Les hasards de la vie ont conduit Delphine Warin à la photographie, après des études de russe puis de théâtre. Elle voulait devenir comédienne : « Pendant un atelier de mise en scène, j’ai compris que je m’exprimais mieux en dirigeant ». La suite de son parcours l’a conduite à New-York, à l’International Center of Photography (ICP) après des cours suivis à l’American Center de Paris. « Je dirigeais beaucoup les modèles, au début ». Outre le portrait, Delphine Warin s’est intéressée au reportage axé sur l’humain, dans une approche intimiste, inscrite dans la durée. « Il faut du temps pour cerner quelqu’un, j’ai besoin d’une relation à l’autre. C’est quelque chose de très fugitif, inconscient, du sentiment que j’ai de la personne, qui n’est pas forcément juste ».

A la demande du magazine féminin Cosmopolitan, elle a fait en 2000 une rencontre qui l’a entrainée dans un travail de deux années auprès des mamans et futures mamans aveugles suivies par l’ Institut de Puériculture de Paris. « Quand je suis entré dans l’institut, Edith Thoueille, sa responsable, travaillait avec une maman et son enfant. Elle les entourait de ses bras, faisant découvrir mutuellement par le toucher la mère et son petit ». Bien qu’attirée par ce moment d’intimité, Delphine Warin a pris un an avant de rappeler Edith Thoueille; le temps d’avoir son second enfant. « J’ai suivi des réunions avec les mamans, cela m’a pris du temps mais j’en avais.
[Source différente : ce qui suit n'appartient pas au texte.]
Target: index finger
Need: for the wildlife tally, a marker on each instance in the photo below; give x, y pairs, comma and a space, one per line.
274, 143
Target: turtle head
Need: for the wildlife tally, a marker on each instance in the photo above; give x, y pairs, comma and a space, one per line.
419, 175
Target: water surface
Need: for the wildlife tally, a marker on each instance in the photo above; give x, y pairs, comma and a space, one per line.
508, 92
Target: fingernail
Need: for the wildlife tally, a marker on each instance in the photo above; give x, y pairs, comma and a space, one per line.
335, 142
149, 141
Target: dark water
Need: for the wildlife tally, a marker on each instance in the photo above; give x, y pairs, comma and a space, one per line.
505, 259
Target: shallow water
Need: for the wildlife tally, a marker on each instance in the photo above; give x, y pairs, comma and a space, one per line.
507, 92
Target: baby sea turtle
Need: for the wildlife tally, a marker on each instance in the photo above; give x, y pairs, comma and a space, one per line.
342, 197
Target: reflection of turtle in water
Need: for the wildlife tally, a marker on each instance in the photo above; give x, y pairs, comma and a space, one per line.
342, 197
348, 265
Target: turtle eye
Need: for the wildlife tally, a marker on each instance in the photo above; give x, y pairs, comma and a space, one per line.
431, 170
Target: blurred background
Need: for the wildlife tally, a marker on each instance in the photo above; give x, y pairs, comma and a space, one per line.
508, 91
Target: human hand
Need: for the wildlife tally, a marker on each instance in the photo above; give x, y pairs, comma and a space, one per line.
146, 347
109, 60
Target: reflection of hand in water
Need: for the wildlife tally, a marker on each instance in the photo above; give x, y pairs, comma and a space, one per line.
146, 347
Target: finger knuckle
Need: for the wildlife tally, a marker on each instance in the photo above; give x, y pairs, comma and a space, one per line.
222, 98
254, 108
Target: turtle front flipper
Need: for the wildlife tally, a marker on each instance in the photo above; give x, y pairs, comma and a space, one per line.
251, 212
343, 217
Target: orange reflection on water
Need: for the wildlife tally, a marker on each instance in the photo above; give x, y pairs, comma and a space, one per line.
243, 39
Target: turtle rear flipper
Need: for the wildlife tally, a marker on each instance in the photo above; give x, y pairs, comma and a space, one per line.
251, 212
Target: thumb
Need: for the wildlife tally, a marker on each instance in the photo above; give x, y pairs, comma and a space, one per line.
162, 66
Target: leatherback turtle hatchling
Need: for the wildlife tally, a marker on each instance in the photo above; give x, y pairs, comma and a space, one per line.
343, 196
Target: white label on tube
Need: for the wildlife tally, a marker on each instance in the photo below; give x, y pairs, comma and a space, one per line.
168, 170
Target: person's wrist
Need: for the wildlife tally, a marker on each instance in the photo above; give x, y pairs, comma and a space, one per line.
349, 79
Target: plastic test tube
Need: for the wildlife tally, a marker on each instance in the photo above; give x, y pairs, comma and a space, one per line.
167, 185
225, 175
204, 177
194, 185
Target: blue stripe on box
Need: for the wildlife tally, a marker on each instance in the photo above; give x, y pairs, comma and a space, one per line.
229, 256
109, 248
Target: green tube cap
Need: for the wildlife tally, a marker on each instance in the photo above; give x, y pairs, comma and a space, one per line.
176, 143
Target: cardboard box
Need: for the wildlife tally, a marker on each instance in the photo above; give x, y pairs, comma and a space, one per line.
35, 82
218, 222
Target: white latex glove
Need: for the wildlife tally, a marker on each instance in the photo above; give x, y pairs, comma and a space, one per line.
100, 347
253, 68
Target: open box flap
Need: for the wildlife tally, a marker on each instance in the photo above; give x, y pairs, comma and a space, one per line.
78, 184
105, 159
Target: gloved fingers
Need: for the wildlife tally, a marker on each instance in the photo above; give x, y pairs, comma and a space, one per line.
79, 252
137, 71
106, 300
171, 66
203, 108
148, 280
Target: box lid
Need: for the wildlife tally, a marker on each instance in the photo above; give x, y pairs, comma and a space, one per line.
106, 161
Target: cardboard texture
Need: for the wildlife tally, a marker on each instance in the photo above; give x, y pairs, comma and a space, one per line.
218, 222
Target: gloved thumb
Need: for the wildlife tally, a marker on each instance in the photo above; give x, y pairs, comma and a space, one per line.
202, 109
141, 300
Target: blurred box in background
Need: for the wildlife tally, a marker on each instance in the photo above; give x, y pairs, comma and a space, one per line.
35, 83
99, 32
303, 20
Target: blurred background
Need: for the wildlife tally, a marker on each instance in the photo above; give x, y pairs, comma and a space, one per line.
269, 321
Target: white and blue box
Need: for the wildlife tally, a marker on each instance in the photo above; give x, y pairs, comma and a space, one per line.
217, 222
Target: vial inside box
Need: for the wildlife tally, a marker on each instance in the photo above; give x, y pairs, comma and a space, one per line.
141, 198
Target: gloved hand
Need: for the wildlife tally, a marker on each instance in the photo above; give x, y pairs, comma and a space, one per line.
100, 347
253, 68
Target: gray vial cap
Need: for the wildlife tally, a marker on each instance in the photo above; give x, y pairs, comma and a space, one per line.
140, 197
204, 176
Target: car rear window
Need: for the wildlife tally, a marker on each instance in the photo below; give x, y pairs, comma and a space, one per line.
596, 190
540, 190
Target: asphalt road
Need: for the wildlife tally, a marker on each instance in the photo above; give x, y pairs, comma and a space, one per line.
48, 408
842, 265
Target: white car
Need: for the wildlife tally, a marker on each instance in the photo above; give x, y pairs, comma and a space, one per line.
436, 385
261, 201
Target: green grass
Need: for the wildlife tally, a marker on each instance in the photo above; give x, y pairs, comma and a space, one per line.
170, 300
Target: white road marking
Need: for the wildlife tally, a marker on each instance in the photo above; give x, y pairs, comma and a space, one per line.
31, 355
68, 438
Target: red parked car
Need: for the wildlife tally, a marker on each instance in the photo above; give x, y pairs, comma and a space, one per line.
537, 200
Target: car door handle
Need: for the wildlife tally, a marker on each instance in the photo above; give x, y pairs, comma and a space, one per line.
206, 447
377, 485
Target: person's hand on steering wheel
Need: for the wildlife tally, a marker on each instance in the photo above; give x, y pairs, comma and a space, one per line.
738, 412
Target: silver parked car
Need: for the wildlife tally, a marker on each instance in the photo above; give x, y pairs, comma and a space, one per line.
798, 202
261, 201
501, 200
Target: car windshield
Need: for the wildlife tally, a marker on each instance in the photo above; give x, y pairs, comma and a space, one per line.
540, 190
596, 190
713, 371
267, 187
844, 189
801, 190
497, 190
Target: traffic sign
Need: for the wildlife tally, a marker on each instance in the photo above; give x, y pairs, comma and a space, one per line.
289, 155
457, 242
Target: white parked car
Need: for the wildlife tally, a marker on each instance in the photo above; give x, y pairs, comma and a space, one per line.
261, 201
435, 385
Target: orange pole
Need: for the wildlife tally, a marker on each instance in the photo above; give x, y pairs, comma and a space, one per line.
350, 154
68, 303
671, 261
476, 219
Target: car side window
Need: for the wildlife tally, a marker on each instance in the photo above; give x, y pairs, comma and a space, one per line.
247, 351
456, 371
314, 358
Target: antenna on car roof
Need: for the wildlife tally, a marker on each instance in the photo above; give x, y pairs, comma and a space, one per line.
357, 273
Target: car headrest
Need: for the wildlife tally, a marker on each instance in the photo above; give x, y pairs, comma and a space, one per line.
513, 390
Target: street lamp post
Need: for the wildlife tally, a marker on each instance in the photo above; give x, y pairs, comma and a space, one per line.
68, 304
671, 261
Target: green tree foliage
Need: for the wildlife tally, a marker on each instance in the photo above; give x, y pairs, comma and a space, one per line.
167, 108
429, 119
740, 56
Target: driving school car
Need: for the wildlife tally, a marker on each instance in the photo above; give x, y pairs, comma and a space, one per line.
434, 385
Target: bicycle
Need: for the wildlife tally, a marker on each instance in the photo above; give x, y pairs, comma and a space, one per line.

Je les ai rencontrées, suivies dans leurs activités. Un lien s’est créé entre les mères et moi, on passait du temps ensemble. L’univers du handicap m’était étranger; comme leur handicap était la vue, j’étais un peu gênée. Le regard des mères sur mes images, je l’avais par celui de leurs enfants. A la fin de mon travail, par cette complicité, la photographie se suffisait à elle-même, sans besoin de commentaire ».

Ce reportage au long cours sur les mamans aveugles a été initialement présenté à l’Hôtel de Ville de Paris dans le cadre d’une exposition de l’Année Européenne des Personnes Handicapées en 2003. L’exposition a voyagé jusqu’à Caracas, et a été de nouveau présentée fin octobre 2009 à Paris, à la galerie Fait & Cause à l’occasion de la publication du livre rassemblant les photographies de Delphine Warin. « J’ai reçu davantage de réactions des visiteurs lors de l’exposition de 2009 par rapport à celle de 2003. Ils ont été sensibles, surtout des femmes, qui pleuraient. Ça remue, le fait de ne pas voir son enfant fait se poser beaucoup de questions. Mais le contact ne s’est pas établi avec les mères aveugles, qui étaient venues au vernissage. Peur de la cécité, de la différence, je pense que les gens qui se disent ouverts d’esprit devraient avoir moins de préjugés, aillent vers l’autre même en se faisant violence. La cécité reste une barrière, ce n’est pas ce que je pense mais ce que je constate ».

Delphine Warin pourrait donner une suite à ce travail photographique en noir et blanc, dans lequel elle mêle Polaroïd et 24×36, en réalisant un documentaire. Un projet qu’elle avait esquissé en recueillant les témoignages des mamans, dont des extraits sont inclus dans un DVD inséré dans le livre. Et si elle souhaite se consacrer également à d’autres travaux, les femmes aveugles et les enfants qu’elle a photographiés durant plus de deux ans sont toujours très présents dans ses yeux.

Laurent Lejard, novembre 2009.


Les yeux grands ouverts, photographies de Delphine Warin accompagnées de textes d’Edith Toueille et de Magali Jauffret reproduit sur un DVD inséré dans le livre, qui présente également des extraits de témoignages des mères photographiées. Filigranes éditions, en librairies, 25€.